Crescent Marault contre-attaque
Face à ces attaques de l'opposition, Crescent Marault s'est d'abord dit "très surpris que ces élus se réveillent d'un seul coup" en rappelant que tout les élus étaient au courant de cette affaire depuis plus d'un an. Le maire d'Auxerre a d'ailleurs évoqué plusieurs affaires qui concerneraient une partie de ses opposants politiques.
"Quand on se permet de faire la morale aux autres, il faut un peu balayer devant sa porte. Vous vous faites l'écho d'une affaire mais quand il y a une perquisition à la ville d'Auxerre au mois de février sur un marché public qui met en cause la précédente mandature, personne ne s'en fait l'écho" a notamment rétorqué l'élu LR.

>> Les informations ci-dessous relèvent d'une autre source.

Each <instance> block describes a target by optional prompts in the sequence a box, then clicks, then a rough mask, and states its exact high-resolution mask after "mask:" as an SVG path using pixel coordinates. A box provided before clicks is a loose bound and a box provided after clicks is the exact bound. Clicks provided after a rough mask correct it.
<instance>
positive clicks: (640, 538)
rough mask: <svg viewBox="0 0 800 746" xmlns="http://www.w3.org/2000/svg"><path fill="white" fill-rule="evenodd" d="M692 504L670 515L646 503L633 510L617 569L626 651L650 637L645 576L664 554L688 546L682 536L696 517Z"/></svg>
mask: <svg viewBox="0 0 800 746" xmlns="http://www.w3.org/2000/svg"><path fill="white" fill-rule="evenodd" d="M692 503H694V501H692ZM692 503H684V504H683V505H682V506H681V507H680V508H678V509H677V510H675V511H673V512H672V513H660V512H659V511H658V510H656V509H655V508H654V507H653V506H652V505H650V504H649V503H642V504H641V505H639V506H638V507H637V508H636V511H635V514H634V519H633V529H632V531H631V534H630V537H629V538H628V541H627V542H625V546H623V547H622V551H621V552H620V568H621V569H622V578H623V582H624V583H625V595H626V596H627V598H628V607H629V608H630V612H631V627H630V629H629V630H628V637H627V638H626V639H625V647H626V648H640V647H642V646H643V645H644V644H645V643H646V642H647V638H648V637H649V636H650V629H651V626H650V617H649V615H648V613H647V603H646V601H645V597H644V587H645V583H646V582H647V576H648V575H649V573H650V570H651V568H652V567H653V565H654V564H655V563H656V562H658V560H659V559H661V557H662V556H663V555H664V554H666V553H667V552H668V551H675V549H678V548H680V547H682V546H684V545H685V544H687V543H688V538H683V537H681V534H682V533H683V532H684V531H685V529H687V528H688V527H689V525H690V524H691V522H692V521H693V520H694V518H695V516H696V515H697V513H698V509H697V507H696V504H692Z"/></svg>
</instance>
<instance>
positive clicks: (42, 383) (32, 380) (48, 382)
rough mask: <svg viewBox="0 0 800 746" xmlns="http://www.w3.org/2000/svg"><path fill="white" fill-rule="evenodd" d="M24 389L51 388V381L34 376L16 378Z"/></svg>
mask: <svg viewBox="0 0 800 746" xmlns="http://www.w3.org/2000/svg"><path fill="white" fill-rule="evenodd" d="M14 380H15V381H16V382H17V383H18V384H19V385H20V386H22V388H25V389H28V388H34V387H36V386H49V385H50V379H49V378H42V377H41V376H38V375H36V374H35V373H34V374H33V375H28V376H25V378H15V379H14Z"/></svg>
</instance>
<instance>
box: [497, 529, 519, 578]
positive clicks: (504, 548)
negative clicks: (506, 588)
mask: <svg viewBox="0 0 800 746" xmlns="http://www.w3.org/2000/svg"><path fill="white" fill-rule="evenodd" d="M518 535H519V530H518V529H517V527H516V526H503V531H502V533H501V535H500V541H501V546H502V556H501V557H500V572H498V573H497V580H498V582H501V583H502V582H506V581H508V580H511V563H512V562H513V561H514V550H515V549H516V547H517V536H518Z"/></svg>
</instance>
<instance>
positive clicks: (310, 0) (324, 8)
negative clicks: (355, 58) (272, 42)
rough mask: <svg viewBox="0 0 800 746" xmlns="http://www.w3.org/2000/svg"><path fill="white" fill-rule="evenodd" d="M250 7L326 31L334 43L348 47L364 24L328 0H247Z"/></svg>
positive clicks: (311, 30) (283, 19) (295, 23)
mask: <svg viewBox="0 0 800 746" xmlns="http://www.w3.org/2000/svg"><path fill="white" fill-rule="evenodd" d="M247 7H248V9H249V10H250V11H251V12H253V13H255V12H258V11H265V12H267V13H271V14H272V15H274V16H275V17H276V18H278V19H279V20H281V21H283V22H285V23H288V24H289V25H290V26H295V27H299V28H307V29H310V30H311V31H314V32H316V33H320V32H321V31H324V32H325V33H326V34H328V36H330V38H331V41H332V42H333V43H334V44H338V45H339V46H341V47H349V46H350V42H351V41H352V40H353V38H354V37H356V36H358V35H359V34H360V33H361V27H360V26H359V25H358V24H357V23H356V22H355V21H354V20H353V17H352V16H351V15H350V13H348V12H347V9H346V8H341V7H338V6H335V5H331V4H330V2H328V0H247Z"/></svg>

Au moment venu, quand elles rendront leur avis, je saurai prendre mes responsabilités.
Suite à ces déclarations, Crescent Marault a réitéré sa volonté de ne pas démissionner de ses mandats de maire et de président de la communauté de l'Auxerrois tant que l'affaire judiciaire est toujours en cours, rappelant qu'il n'a pas été pour l'instant mis en examen. "Je vais laisser faire le travail des personnes qui sont chargées de le faire et au moment venu, quand elles rendront leur avis, je saurai prendre mes responsabilités s’il fallait que je les prenne."
Rappel des faits
A l'origine de ces attaques, le marché public de l'aménagement de la médiathèque de Saint-Georges-sur-Baulche, une commune voisine à Auxerre dont Crescent Marault a été le maire de 2010 à 2020 avant d'être élu à la mairie d'Auxerre. Un marché public, d'un montant de près de 55 000 euros, attribué en 2018 à une première entreprise d'Appoigny qui s'était désistée.
C'est finalement Equip'Buro, la société dirigée par Crescent Marault, qui a livré les meubles. La justice reproche à l'élu d'avoir fait réaliser ces travaux par sa propre société alors qu'il était maire de Saint-Georges-sur-Baulche.
Aujourd'hui, il reconnaît cette erreur et s'en défend. Il n'y a pas eu, selon lui, d'enrichissement personnel. "Je suis comme tout le monde, je prends des responsabilités et je les assume. Quand je fais des erreurs, je les assume aussi" reconnaît l'élu. "Aujourd'hui, il y a une instruction en cours. C'est aux gens dont c'est le métier de dire clairement ce qu'il en est. Pour le moment, je continue à travailler."